Background Briefing

Forced Conciliation

We do not want to go to court. We want what we deserve. I am frightened about opening a ten-year court case. Will I live that long? Honestly, my loss is TL 200,000 and they are offering me TL 7,000.
—N.Z., displaced in 1993 from Islamköy village, Diyarbakır23

What sets villagers at such a disadvantage in the process provided in the Compensation Law is the lack of independence of the damage assessment commissions and the absence of any effective appeals procedure. Villagers have no realistic alternative and must accept whatever terms the commissions care to propose. To refuse a conciliation offer would be to embark on a legal fight that, considering the pace of legal processes in Turkey, would entail a further decade of delay and substantial litigation expense. And as the analysis in this section shows, there would be little hope of justice at the end of that long fight. This is an almost unbearable prospect for a group of already traumatized and impoverished victims.
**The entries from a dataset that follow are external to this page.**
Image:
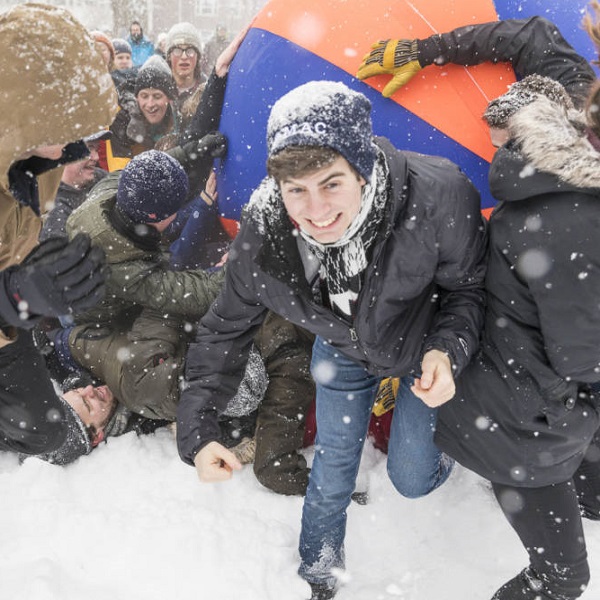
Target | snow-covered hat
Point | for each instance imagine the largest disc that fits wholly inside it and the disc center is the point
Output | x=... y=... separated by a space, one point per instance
x=328 y=114
x=156 y=73
x=183 y=34
x=152 y=187
x=521 y=94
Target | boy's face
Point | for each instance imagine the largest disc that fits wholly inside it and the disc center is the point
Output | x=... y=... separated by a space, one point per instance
x=324 y=203
x=92 y=404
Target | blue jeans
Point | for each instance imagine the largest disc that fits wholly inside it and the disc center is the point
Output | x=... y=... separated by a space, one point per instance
x=345 y=396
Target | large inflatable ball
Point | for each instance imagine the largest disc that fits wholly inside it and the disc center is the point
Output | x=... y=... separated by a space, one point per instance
x=439 y=112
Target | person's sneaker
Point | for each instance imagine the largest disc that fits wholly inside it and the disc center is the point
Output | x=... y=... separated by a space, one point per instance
x=245 y=451
x=321 y=591
x=524 y=586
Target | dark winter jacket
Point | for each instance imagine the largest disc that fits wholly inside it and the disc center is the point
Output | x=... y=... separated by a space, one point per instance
x=522 y=414
x=68 y=198
x=423 y=289
x=531 y=45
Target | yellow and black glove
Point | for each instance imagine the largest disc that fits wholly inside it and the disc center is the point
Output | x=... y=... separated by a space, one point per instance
x=386 y=395
x=391 y=57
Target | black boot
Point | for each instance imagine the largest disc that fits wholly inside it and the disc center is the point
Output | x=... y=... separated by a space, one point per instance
x=525 y=586
x=320 y=591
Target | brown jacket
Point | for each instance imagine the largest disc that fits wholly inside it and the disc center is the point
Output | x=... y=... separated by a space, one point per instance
x=51 y=94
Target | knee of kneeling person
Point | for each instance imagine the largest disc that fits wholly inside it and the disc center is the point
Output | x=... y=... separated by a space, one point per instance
x=410 y=485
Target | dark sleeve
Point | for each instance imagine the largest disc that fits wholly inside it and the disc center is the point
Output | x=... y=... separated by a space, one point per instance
x=208 y=114
x=460 y=275
x=533 y=45
x=216 y=360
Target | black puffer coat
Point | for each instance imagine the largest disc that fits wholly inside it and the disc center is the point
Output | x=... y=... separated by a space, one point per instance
x=522 y=414
x=423 y=289
x=531 y=45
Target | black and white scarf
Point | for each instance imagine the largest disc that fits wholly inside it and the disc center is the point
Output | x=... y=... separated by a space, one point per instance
x=343 y=263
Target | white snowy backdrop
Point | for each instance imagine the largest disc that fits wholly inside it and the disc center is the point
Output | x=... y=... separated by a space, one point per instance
x=132 y=522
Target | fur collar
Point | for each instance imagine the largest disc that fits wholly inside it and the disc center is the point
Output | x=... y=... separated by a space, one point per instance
x=555 y=141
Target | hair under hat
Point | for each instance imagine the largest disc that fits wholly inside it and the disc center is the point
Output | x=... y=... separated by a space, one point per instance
x=155 y=73
x=325 y=113
x=522 y=93
x=152 y=187
x=183 y=34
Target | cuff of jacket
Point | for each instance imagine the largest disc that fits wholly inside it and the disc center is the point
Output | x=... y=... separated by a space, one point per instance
x=428 y=50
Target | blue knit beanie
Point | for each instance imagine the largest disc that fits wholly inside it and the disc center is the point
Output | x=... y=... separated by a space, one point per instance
x=121 y=46
x=325 y=113
x=152 y=187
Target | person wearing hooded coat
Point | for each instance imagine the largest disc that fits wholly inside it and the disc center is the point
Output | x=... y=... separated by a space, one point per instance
x=51 y=98
x=526 y=410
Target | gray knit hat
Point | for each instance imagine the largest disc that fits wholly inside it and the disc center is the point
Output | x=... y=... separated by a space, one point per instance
x=521 y=94
x=328 y=114
x=183 y=34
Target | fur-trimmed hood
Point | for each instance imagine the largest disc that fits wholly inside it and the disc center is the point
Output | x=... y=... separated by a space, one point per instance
x=552 y=148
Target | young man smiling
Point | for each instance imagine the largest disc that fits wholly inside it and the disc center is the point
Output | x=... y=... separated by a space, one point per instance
x=381 y=254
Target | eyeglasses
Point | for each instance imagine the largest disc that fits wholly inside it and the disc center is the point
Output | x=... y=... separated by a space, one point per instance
x=190 y=51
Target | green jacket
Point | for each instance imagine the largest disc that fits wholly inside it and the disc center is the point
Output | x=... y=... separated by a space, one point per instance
x=139 y=277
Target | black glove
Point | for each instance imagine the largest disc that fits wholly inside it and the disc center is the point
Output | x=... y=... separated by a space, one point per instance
x=57 y=278
x=212 y=144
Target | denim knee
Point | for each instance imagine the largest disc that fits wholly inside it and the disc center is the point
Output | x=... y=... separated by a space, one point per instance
x=414 y=483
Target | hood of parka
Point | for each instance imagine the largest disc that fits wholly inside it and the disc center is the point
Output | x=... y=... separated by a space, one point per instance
x=55 y=86
x=549 y=153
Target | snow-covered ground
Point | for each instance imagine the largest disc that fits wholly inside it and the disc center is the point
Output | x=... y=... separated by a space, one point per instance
x=132 y=522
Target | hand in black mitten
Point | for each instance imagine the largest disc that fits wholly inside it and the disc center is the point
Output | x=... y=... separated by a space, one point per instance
x=212 y=144
x=57 y=278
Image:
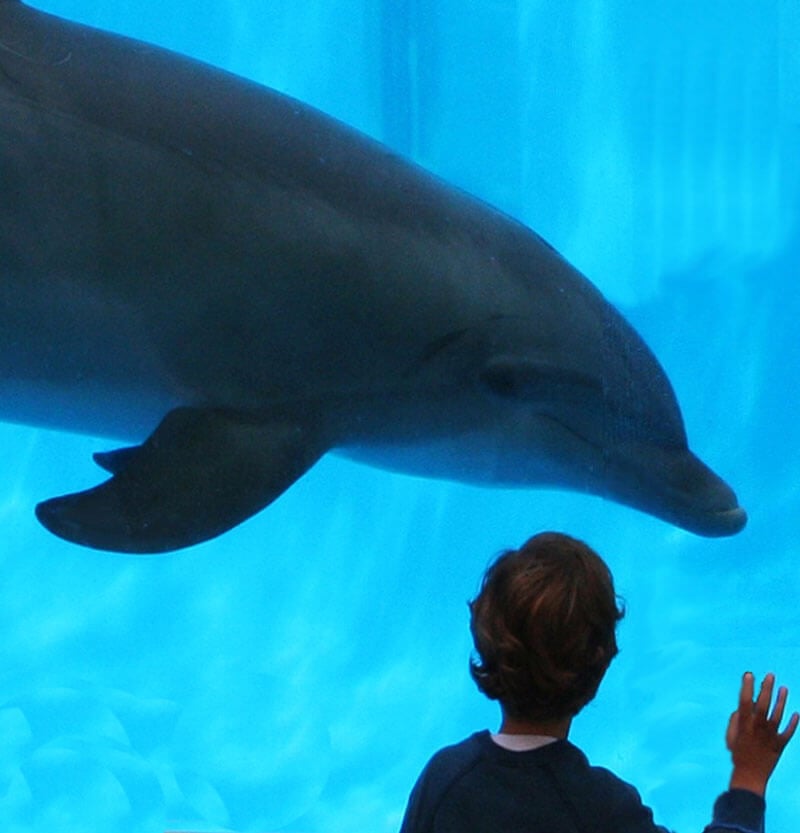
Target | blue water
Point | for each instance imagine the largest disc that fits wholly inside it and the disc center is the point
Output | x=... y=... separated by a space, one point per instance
x=296 y=673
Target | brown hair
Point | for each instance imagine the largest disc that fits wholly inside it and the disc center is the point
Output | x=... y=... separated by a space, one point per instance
x=544 y=627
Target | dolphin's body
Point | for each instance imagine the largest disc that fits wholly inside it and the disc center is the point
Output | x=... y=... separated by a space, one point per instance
x=185 y=249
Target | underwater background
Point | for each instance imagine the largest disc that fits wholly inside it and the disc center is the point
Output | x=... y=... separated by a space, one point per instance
x=296 y=673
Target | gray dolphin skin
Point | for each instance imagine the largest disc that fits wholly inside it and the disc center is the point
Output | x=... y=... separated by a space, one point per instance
x=235 y=284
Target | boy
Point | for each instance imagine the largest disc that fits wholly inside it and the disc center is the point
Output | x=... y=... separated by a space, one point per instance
x=544 y=627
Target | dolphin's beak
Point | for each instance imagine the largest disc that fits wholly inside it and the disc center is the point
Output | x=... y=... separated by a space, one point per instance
x=676 y=486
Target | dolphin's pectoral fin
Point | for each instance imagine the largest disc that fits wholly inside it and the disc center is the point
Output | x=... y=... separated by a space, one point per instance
x=528 y=380
x=199 y=474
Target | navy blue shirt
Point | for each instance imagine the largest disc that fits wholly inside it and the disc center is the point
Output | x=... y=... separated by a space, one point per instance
x=477 y=786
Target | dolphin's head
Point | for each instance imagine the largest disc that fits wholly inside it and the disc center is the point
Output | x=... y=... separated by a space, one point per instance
x=571 y=396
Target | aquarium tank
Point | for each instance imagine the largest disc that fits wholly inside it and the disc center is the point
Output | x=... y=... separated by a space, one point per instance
x=296 y=672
Theoretically, if a villager finds the assessment commission’s conciliation offer unacceptable, he can go to court. In practice, this is not an option. Under administrative court rules, litigants opening an action must pay into court approximately 4 percent of their claim. But these are poor villagers, reduced to a state of misery by wide-scale criminal acts committed by officials of the state they would be challenging in the courts. A displaced farmer who has to sell puddings on the street to buy school books for his child cannot afford to lay out large sums in the hope of winning a court action against the state responsible for the tort originally committed against him.
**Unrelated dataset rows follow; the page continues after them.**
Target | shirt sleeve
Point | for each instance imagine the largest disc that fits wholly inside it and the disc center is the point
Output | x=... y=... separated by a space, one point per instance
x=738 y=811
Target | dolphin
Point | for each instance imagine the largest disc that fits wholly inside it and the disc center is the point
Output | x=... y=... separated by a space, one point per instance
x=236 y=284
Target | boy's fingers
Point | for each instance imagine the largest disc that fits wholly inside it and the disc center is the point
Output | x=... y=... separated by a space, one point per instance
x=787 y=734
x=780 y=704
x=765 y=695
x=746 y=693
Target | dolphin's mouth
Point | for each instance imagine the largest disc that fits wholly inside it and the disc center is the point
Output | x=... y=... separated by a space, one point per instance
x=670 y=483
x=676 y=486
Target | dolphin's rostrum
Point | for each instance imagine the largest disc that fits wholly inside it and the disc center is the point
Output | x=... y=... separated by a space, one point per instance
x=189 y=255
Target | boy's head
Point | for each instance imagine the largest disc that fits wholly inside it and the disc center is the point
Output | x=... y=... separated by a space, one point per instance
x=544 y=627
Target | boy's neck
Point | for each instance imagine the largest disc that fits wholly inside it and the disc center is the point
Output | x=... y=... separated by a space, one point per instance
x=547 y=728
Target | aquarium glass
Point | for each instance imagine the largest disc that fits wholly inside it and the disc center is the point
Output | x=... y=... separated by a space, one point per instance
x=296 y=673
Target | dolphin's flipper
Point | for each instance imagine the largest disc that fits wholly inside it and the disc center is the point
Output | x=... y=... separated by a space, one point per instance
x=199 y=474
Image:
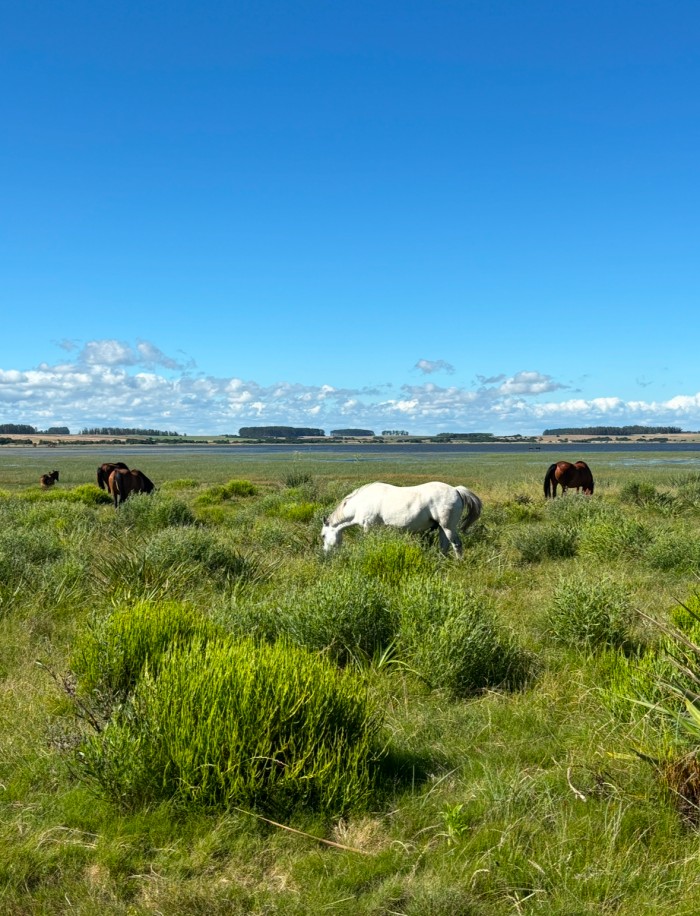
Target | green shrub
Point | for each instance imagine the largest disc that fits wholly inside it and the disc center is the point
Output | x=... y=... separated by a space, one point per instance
x=450 y=637
x=546 y=542
x=297 y=478
x=523 y=509
x=224 y=492
x=24 y=551
x=297 y=511
x=689 y=491
x=632 y=688
x=182 y=483
x=590 y=613
x=110 y=655
x=200 y=550
x=386 y=554
x=638 y=493
x=151 y=511
x=614 y=537
x=672 y=550
x=236 y=724
x=344 y=614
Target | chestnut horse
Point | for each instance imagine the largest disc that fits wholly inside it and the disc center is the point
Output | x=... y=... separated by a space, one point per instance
x=122 y=482
x=105 y=470
x=48 y=480
x=568 y=475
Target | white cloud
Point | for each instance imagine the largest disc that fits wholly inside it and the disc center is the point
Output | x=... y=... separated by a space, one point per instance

Diyarbakır lawyer Habibe Deyar described the stark non-choices:

The assessment commission puts the offer in front of us. We have 20 days to decide. If my client feels he should be paid TL 100,000 [US$67,000], he has to find TL 4,000 [$2,680, to pay into court]. The case may take four years in the administrative court. If he wins, the state will appeal and the case will go to the Council of State. That will take another five years. Nine years—without much prospect of success, because we will have to start from the beginning by proving the state’s responsibility for the burnings. The last time we tried to do that they prosecuted us.24

The Dictator Game

Game theory is a branch of mathematics that studies strategic situations where players choose various tactics in order to maximize their returns. In the Ultimatum Game the proposer has to divide a large sum of money between himself and the respondent, who can take it or leave the offer. If he leaves it, neither side gets anything. Research shows that the proposer tends to offer almost half of the total sum, fearing a spiteful response from the respondent who, experiments show, is unlikely to settle for much less than half. In a variant of this, the Dictator Game, the proposer simply allocates what he likes and there is nothing the respondent can do about it. With no fear of reprisal, the proposer makes a much stingier offer. In fact, the rational offer, under these circumstances, is to give nothing at all, but in practice proposers often give a nominal sum, which researchers suggest is an “investment in reputation.”

The Dictator Game is a nearly perfect model of how damage assessment commissions are operating. The applicants have no realistic course of action other than to accept what is offered. The only leverage on the commissions to offer anything at all is the need to make the transaction appear to be a genuine compensation process. Giving zero to every applicant would not play well publicly within Turkey or in Brussels, now that the issue of the displaced has been included in the EU accession partnership, and might provoke a swift reversal of the Içyer decision. 25

Villagers accept the conciliation proposals not because this is the best option available to them, but because it is really the only option. Even families whose applications are rejected out of hand tend not to challenge the decision through the courts. Diyarbakır lawyer Sedat Aydın described how six families displaced from a village near Çınar, because they had refused service as village guards, were rejected from the Compensation Law process on the basis of testimony given by the current muhtar and the man who was muhtar at the time of the displacement. These officials said that the families had left of their own accord, but both muhtars were village guards, and the lawyer had good grounds for believing that the testimony was untrue. “I discussed the possibility of opening a case. The problem is, I would have to pay in the fee before opening the case. [The six families] decided not to take legal action for financial reasons.”26

There are provisions for state payment of court fees for destitute persons, but all displaced villagers who hold land (which would include most applicants, since their complaint is the unlawful denial of access to their land and house) are disqualified by that fact.



23 Human Rights watch interview with displaced villager N.Z., Elazığ, April 5, 2006.

24 See International Commission of Jurists, “Turkey: Final report on the trial of the president of the bar and three other lawyers,” February 11, 2004. Habibe Deyar and other Diyarbakır lawyers who attempted to bring court actions concerning displacement were indicted for “insulting the security forces,” but were finally acquitted.

25 See, for example, Bolton, Gary, Elena Katok and Rami Zwick (1998), "Dictator Game Giving: Rules of Fairness Versus Acts of Kindness", International Journal of Game Theory, 27, pp. 269-99.

26 Human Rights Watch interview with lawyer Sedat Aydın, Diyarbakır, April 4, 2006.